To our knowledge, this is the first prospective follow-up study to examine the relationship between age of initiation of methylphenidate treatment for ADHD and subsequent development of SUD, as well as other disorders. Risk of developing SUD was significantly associated with age at methylphenidate treatment, specifically, the later the treatment, the greater the chances of developing SUD. The principal value of the finding is in disconfirming that early exposure to stimulants presents special risk to children with ADHD, at least with regard to SUD and antisocial personality disorder.
Unexpectedly, the development of antisocial personality disorder accounted for the association between age when first treated with methylphenidate and substance abuse. This association was not due to age-related differences in early conduct problems. Although findings are consistent with animal data that later preference for cocaine in rats is relatively decreased by exposure to methylphenidate early rather than late in development (
16,
17), the relevance of animal neurodevelopmental models of stimulant exposure is not straightforward. The relationship between age at first stimulant exposure and later SUD has to take account of the observation that the relationship is mediated by the development of antisocial personality disorder.
It is unclear why age at initiation of stimulant treatment and the later development of SUD and APD appear related. Castellanos and colleagues (
40) reported that unmedicated children with ADHD had smaller brain white matter volume than medicated children with ADHD and non-ADHD comparisons. Early stimulant treatment might increase brain functional reserve by increasing (or normalizing) brain white matter volume during a developmental period of greatest plasticity, and greater brain functional reserve may be associated with decreased risk of SUD. We are presently conducting an adult follow-up study on the current sample, now age 40, in which MRI scans will examine whether there are structural differences in early-treated and late-treated cases.

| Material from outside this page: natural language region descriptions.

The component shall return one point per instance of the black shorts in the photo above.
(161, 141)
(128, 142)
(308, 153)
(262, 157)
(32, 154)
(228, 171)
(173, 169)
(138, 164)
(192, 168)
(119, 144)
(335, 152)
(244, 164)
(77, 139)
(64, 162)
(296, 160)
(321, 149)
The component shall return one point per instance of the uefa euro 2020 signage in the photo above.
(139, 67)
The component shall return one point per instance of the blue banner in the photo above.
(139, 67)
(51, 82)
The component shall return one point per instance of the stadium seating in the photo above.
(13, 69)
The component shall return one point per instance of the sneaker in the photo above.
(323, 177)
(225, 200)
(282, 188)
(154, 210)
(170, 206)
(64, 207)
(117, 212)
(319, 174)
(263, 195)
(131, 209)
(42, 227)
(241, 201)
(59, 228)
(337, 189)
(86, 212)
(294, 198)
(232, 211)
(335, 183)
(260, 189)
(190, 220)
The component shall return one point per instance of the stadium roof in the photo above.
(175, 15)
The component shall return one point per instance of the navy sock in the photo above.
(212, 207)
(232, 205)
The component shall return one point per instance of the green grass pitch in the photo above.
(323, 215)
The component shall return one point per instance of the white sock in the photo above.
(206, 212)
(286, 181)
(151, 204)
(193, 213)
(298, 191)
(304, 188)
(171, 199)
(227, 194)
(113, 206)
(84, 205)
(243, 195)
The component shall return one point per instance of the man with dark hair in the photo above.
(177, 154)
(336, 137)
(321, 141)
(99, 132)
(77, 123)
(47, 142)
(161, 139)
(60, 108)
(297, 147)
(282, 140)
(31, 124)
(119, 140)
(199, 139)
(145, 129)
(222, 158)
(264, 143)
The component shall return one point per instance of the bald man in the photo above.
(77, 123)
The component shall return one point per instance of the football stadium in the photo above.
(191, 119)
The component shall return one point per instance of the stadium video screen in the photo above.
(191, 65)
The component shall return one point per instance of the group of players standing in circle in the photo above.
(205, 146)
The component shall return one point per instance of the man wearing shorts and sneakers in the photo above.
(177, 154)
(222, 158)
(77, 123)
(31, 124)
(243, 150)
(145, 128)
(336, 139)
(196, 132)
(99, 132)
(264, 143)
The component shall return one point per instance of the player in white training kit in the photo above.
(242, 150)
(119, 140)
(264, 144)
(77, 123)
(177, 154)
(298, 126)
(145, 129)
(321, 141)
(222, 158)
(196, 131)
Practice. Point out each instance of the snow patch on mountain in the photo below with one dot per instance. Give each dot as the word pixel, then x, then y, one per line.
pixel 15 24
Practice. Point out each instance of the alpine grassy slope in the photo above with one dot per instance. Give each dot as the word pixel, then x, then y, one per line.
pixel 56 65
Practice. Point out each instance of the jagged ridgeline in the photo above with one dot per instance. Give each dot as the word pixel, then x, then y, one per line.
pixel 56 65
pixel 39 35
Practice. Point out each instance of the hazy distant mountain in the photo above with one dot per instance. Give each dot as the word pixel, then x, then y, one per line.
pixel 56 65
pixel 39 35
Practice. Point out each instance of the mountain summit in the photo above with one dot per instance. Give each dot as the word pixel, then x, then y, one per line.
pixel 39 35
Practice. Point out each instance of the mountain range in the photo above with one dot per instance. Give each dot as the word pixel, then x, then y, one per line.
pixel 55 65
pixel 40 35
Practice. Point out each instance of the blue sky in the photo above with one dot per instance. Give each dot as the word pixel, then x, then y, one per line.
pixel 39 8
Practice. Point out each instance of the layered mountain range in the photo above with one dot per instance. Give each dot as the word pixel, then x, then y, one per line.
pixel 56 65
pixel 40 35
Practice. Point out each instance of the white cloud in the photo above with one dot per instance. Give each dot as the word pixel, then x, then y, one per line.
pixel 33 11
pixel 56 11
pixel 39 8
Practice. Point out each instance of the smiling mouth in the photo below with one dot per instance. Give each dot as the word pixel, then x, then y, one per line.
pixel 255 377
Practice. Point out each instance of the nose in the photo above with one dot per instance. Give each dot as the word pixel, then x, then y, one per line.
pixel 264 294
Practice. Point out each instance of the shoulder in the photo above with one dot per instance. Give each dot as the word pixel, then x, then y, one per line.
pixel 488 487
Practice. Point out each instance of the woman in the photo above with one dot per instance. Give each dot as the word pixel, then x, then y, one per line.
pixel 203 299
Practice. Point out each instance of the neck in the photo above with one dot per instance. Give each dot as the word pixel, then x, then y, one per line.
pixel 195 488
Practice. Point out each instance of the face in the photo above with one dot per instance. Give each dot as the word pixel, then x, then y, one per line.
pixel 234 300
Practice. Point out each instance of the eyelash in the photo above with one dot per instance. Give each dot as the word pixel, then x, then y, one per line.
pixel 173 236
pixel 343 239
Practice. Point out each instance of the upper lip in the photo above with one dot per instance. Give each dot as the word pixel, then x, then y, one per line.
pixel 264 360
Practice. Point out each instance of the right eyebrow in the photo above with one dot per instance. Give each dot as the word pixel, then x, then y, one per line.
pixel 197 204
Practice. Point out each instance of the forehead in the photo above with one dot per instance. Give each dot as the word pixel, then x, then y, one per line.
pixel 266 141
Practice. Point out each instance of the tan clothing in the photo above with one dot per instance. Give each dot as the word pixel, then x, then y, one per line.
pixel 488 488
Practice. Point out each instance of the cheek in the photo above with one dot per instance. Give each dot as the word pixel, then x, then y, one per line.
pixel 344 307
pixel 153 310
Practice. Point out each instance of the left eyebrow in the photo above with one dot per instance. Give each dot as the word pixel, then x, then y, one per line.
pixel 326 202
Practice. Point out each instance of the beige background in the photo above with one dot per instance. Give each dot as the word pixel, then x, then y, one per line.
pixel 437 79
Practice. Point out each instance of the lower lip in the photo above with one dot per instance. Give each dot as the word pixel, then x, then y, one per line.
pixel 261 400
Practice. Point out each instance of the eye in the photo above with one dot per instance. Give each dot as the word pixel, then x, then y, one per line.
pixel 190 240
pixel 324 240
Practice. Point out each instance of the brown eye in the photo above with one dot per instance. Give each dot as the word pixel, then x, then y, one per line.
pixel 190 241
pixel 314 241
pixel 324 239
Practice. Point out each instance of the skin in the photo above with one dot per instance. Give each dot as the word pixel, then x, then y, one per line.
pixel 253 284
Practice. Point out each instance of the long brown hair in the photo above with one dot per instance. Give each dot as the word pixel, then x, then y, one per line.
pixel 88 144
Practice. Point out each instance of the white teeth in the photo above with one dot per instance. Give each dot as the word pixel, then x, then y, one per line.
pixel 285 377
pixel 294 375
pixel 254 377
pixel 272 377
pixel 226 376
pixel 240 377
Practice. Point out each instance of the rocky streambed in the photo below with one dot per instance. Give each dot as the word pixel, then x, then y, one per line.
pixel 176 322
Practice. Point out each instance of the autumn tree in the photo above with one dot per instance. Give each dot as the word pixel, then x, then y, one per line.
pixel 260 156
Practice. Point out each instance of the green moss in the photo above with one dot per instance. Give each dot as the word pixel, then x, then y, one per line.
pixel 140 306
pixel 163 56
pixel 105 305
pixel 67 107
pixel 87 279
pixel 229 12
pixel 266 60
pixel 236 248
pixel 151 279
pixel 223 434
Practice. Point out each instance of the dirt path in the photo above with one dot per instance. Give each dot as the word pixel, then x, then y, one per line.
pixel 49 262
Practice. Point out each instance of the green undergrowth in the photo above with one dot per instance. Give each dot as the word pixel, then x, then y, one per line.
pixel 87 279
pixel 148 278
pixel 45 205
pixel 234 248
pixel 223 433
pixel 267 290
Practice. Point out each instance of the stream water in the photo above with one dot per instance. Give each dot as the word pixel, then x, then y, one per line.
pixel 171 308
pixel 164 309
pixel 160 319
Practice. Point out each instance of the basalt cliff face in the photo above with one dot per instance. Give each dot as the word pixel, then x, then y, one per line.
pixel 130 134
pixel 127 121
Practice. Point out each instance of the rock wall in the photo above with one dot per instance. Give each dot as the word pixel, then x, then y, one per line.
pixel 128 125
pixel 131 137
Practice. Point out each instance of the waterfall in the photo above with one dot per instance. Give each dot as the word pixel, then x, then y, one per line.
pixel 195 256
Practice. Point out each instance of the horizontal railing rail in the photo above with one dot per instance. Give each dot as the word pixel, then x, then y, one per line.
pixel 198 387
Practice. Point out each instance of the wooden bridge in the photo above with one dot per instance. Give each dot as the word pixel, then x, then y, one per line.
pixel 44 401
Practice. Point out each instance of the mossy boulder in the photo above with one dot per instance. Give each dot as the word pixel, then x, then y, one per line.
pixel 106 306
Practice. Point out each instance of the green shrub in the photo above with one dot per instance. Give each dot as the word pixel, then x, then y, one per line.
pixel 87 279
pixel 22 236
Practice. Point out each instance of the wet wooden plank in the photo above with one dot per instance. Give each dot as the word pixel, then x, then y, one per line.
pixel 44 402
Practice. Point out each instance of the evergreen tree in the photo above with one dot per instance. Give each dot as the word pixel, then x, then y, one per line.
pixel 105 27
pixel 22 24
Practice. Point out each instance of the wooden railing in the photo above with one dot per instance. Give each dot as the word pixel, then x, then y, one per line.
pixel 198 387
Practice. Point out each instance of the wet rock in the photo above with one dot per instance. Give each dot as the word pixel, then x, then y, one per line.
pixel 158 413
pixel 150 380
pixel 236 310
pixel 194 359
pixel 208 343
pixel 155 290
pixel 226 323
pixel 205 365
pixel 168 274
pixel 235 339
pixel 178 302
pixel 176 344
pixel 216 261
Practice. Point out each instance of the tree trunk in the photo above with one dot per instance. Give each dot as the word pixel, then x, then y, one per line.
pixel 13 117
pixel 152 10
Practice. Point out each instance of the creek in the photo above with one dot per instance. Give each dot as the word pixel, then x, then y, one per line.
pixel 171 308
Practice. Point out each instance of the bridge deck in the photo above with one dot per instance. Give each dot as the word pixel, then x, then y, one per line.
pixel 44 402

The major limitation of this study is that it is an experiment of nature which relied on a referred clinical sample. The age at referral was not experimentally controlled, so that unidentified non-random factors related to treatment initiation, other than those examined, may have contributed to the relationship between age first treated and SUD and APD. For example, perhaps parenting-family factors mediated this association, such that failure to attend to the needs of the child led parents to delay treatment for their child. Parent psychopathology, in general, and parent APD and SUD, in particular, did not explain this relationship, but other features related to child rearing may be relevant. Therefore, replication is essential. Other limitations include the sample's ethnic homogeneity, exclusion of females, and the minimum age of 6, thus restricting generalizability of results to clinic referred 6–12 year old white males. Furthermore, we do not know whether findings apply to early stimulant exposure or to early referral for treatment, independent of methylphenidate administration. It could be that timing of interventions, regardless of their nature, affect long-term outcome. Thus, the duration of untreated ADHD in childhood, rather than stimulant treatment per se might the important variable. Put otherwise, we cannot differentiate presumed effects of stimulant medication from effects of age at referral, independent of stimulant exposure.
The use of stimulants in young children has generated considerable controversy. At the least, the study findings do not indicate that treatment relatively early in childhood increases risk for negative outcomes.